After your canvas is made, import the flat png we saved of our pin design and scale it to fit tightly within the  canvas. 

Wrench Icon → Add → Insert Photo → Select the PNG → Scale if needed

We want the design to take up as much space as it can before it gets cut off, like the example below:


Now that we have our pin scaled to size, we need to import it back into our template.

Wrench Icon → Add → Copy (this will copy your active layer, which should be the artwork)

Go back to the Procreate main screen and open up your original art file in the Alchemy Template again, then paste in the newly sized pin version.

Wrench Icon → Add → Paste
(Make sure not to mess with the size and paste it as is on it’s own layer. I like to place mine near the info key with the little circles)

Now that we have a copy of our pin to scale, we can use the brush pack included with the template to check all our specs! All of the brushes are custom made and set from the get go at the minimum size required for each element. Do not resize the brushes as these are just meant for checking art and not designing the art.


Create a new layer, choose the brush you need and a bright color not in your artwork, and then tap it on your canvas to make a circle. The circle should be the same size or near the same size as the circles in the key on the template. You can then take that circle that you drew and drag it around to the different areas in your art to make sure that the spaces are large enough.

In my case, I had to check if the cut-outs I wanted were possible (left image) along with some of my more narrow color fill spaces (right image). 


After checking the cutout areas I was able to see that they were way too small and it was better to just fill them in with metal instead.
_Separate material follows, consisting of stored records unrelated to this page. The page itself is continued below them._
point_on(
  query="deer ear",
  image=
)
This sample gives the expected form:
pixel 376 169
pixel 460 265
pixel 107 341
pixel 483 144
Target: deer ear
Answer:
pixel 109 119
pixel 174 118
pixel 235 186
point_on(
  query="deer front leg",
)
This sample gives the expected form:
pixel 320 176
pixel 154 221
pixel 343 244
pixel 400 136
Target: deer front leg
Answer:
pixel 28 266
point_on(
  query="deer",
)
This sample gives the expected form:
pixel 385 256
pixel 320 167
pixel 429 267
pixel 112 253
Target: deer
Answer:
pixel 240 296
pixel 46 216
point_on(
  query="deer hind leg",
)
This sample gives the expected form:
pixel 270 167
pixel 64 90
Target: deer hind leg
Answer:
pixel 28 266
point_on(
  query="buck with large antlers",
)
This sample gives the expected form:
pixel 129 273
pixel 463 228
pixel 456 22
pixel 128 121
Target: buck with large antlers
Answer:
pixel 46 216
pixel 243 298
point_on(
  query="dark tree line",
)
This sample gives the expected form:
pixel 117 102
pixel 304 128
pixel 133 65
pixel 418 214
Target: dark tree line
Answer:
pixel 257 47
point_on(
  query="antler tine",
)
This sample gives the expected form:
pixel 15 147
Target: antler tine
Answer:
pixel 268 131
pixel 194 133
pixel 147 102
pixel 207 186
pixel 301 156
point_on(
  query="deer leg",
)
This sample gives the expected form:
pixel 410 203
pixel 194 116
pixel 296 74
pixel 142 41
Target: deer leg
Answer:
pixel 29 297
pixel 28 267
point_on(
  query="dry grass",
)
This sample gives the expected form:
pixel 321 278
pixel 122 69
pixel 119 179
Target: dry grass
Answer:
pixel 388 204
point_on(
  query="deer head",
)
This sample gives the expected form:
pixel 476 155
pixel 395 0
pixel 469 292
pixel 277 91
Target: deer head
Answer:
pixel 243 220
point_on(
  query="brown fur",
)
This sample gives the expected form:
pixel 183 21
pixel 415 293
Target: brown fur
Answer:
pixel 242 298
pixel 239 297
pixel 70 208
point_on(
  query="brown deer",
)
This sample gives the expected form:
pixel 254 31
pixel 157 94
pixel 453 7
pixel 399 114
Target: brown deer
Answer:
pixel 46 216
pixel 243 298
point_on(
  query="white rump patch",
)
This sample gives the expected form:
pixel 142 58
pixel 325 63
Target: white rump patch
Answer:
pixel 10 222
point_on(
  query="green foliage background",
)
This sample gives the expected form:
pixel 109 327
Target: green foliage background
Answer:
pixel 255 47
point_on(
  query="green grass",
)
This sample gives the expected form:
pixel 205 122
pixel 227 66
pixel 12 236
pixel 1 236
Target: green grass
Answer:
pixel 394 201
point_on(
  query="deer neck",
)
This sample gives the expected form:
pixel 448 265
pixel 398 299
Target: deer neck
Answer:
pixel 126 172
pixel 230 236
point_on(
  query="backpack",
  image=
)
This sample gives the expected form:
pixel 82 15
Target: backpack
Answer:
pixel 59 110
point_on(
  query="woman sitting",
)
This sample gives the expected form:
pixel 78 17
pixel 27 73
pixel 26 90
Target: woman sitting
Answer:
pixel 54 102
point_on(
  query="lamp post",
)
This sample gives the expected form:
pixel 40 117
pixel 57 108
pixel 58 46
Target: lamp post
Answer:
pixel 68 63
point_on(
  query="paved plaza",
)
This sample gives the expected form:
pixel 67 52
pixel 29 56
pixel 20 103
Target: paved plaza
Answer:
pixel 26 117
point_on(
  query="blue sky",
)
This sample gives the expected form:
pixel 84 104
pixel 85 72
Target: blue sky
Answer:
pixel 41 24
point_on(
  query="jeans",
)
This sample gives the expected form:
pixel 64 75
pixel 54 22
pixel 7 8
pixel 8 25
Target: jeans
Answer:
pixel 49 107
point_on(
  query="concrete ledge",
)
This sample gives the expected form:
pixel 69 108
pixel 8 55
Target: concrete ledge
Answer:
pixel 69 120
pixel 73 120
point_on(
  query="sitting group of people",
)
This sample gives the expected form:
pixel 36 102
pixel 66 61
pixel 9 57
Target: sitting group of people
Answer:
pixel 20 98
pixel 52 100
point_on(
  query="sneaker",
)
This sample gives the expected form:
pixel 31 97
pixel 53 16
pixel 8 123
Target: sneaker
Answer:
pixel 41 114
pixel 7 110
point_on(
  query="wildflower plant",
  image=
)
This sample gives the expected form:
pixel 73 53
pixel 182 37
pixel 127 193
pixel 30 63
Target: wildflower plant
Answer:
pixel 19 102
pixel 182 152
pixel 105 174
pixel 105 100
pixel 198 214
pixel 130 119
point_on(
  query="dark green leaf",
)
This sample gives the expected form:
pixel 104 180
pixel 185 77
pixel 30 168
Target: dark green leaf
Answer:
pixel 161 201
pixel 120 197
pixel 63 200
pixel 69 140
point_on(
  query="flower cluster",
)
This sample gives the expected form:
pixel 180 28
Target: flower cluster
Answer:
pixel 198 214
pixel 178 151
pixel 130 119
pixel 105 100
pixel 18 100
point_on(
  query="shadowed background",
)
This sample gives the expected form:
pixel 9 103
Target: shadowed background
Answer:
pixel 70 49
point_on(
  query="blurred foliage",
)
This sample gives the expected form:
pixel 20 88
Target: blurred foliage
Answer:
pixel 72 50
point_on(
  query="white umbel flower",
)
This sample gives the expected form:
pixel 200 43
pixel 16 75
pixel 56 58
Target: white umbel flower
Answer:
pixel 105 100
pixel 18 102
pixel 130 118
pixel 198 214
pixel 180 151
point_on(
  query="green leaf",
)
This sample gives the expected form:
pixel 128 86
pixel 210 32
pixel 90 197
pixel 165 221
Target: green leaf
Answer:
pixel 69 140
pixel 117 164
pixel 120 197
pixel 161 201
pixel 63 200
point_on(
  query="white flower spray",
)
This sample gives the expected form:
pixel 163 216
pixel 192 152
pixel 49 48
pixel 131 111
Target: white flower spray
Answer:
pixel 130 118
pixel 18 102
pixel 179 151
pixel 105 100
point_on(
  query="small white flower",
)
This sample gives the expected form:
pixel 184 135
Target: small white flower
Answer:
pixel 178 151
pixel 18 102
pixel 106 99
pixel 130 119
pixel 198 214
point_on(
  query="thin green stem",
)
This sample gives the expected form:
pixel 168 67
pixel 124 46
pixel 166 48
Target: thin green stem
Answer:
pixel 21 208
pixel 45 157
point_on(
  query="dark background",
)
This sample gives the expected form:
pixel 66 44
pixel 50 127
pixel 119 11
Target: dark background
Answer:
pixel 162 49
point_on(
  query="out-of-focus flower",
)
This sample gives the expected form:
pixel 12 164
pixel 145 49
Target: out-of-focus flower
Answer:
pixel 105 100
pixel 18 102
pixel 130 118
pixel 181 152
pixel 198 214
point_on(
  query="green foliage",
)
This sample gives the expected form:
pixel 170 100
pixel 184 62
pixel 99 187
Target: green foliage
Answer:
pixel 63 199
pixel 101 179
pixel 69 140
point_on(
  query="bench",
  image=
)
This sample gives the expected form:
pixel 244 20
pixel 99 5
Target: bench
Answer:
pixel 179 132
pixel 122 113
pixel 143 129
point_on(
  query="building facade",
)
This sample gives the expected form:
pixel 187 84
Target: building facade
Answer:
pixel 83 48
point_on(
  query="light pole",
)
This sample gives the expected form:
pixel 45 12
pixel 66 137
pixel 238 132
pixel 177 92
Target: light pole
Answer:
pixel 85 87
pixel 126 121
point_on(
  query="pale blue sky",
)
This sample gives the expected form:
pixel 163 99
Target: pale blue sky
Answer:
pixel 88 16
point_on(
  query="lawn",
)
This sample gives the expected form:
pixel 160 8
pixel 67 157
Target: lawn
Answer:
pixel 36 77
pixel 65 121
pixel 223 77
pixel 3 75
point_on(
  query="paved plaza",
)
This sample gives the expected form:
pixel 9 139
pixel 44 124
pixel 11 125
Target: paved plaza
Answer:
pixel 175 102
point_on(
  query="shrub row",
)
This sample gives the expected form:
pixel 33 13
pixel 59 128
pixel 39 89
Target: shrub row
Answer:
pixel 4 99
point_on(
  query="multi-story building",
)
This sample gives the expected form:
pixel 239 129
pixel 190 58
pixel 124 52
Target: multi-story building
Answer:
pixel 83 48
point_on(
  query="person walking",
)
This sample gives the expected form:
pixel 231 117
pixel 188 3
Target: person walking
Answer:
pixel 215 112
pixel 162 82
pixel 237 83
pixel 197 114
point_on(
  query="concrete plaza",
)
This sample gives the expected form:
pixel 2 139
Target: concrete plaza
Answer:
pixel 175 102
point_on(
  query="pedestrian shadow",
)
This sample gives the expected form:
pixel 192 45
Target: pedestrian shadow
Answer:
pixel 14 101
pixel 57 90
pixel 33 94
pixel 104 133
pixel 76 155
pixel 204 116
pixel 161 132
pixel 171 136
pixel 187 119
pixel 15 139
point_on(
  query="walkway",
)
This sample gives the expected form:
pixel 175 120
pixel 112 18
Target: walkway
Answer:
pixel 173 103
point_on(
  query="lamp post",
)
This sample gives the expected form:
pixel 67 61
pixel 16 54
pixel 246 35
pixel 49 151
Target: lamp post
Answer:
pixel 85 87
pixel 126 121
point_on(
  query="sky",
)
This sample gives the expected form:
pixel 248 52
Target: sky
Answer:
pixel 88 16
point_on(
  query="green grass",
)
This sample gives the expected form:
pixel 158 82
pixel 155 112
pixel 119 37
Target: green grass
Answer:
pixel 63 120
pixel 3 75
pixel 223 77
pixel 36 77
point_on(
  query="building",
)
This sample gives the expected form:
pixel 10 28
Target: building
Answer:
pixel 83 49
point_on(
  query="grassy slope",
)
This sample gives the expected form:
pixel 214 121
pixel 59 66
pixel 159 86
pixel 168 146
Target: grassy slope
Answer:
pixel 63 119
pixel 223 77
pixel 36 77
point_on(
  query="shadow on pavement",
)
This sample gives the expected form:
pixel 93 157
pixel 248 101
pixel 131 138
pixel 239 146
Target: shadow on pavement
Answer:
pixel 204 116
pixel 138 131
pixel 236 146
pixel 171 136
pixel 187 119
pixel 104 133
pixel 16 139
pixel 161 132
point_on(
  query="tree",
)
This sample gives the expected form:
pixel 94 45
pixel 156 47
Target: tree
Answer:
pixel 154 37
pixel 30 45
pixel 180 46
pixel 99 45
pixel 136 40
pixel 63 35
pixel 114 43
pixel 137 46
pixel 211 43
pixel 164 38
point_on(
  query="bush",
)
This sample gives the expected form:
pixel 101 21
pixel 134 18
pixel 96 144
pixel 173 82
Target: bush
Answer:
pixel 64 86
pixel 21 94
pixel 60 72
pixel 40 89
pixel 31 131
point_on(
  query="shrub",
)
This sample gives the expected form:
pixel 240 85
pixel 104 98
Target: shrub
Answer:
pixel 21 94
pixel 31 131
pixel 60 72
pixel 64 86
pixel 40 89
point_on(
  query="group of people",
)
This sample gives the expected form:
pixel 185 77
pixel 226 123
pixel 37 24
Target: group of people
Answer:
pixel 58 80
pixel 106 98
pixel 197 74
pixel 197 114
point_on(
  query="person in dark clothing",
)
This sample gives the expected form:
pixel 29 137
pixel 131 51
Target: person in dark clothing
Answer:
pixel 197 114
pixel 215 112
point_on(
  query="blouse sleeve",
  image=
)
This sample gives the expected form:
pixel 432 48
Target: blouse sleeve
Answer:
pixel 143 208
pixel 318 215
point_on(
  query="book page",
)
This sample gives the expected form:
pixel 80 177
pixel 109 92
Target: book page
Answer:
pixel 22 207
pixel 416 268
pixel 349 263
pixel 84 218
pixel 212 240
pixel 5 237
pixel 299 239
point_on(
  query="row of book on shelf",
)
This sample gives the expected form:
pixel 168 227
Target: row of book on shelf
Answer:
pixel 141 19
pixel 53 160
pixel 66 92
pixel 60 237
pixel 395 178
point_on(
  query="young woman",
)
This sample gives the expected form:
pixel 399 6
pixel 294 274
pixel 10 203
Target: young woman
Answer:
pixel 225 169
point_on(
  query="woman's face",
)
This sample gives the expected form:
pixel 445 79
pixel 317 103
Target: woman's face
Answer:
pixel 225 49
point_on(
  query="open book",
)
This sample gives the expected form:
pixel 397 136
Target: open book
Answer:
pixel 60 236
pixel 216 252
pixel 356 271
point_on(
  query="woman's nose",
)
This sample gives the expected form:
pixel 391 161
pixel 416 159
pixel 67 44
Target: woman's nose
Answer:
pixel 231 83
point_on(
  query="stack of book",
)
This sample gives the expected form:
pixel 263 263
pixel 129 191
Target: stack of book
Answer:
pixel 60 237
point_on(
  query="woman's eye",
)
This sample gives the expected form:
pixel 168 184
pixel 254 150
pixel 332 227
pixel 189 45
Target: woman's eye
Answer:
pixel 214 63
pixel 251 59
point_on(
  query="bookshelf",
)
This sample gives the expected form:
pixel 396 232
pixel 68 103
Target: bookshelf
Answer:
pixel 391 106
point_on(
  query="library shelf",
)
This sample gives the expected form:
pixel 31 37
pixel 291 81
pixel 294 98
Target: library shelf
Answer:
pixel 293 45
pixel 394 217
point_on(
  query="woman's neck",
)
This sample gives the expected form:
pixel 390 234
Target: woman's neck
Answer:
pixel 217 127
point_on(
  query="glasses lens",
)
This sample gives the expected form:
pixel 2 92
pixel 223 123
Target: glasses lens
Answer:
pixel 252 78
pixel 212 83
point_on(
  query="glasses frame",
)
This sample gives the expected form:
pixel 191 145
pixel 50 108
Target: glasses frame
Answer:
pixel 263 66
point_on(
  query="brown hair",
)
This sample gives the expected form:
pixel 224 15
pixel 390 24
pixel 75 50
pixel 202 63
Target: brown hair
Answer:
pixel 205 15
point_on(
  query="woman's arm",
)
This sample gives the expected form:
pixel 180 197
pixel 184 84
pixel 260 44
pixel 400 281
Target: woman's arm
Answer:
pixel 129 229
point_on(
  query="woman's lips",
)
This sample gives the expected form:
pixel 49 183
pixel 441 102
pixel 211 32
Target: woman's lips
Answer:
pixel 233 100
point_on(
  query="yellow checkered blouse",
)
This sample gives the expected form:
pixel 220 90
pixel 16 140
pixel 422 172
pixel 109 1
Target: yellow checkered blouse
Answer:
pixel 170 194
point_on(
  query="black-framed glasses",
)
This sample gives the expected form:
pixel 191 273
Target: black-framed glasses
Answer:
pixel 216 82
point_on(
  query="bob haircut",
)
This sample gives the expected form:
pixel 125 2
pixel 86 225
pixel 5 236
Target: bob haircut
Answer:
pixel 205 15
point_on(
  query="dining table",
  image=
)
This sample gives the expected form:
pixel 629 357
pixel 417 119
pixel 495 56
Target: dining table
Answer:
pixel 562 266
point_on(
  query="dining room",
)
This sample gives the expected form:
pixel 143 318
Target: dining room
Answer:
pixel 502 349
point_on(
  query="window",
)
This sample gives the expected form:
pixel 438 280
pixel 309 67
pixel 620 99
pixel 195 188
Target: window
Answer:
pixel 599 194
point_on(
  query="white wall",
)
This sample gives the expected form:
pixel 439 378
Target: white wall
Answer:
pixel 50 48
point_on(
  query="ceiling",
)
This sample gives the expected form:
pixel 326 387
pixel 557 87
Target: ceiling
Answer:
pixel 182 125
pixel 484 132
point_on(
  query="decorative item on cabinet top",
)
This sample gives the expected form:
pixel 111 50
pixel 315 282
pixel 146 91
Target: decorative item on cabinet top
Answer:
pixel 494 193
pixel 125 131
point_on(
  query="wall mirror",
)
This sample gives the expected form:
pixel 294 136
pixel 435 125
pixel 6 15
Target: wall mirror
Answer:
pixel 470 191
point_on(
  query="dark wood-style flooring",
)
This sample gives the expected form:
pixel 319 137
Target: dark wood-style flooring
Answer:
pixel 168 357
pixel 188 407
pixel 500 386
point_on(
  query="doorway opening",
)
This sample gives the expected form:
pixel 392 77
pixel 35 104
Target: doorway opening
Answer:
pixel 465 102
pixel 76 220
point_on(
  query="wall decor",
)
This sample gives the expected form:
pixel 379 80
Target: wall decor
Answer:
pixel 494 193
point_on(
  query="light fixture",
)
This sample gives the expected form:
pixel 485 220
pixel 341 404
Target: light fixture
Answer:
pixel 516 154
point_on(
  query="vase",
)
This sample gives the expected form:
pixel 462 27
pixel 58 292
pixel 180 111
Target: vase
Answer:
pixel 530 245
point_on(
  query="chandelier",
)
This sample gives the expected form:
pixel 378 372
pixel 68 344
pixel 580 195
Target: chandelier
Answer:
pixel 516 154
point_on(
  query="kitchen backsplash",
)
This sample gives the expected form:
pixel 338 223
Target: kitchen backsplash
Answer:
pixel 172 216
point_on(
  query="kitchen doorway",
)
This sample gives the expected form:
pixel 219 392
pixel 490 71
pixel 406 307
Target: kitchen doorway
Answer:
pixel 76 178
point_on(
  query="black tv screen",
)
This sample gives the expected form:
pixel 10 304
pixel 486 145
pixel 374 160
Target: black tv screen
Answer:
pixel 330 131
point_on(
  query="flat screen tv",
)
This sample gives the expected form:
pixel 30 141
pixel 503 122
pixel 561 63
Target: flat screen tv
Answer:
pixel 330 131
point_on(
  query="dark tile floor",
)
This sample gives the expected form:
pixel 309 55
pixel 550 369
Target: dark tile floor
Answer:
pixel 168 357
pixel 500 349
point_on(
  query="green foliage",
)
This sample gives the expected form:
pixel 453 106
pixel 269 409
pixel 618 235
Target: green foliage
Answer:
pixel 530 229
As for the enamel fill, most of my areas were fine but there was a small spot on the hand that is borderline being too thin for fill. Now knowing this, I can better gauge how to adjust the artwork on the larger file to fix these spots.

Make the changes needed to the larger layered artwork, and keep checking until you are good!

NOTE: If your art is more complex with a lot of colors, you can always start checking specs usng just the linework (metal layer) and then go in and add your colors after. 

You are almost done! After you’ve made all your edits, got your layers sorted ( remember, don’t merge), you are now good to export your file as a PSD. 


Wrench Icon → Share → PSD  → Save to Files / Airdrop / Drive


Exporting as a PSD  can be a little wonky on Procreate depending on where you are exporting the file to. 


If you try and export it directly to email, 9 out of 10 times it’s going to be a hot mess. PSD files tend to be on the larger size, and when trying to export directly to email a lot of times it gets auto converted to a JPEG or the file gets severely compressed to fit within the size limit.


The best thing to do is to export the file to your device itself, or something like google drive. If you have a mac you can also choose to airdrop it directly to your computer. Then send an email and manually attach the file. If the file is too large you can use a free file sharing service such as and shoot us the link to the download.


By doing this, you prevent the file from forcefully being compressed or converted and all your layers should be intact and good to go for vectoring!


Now you’re all set and ready to go! We hope this helps you out even just a little. I look forward to seeing everybody's designs!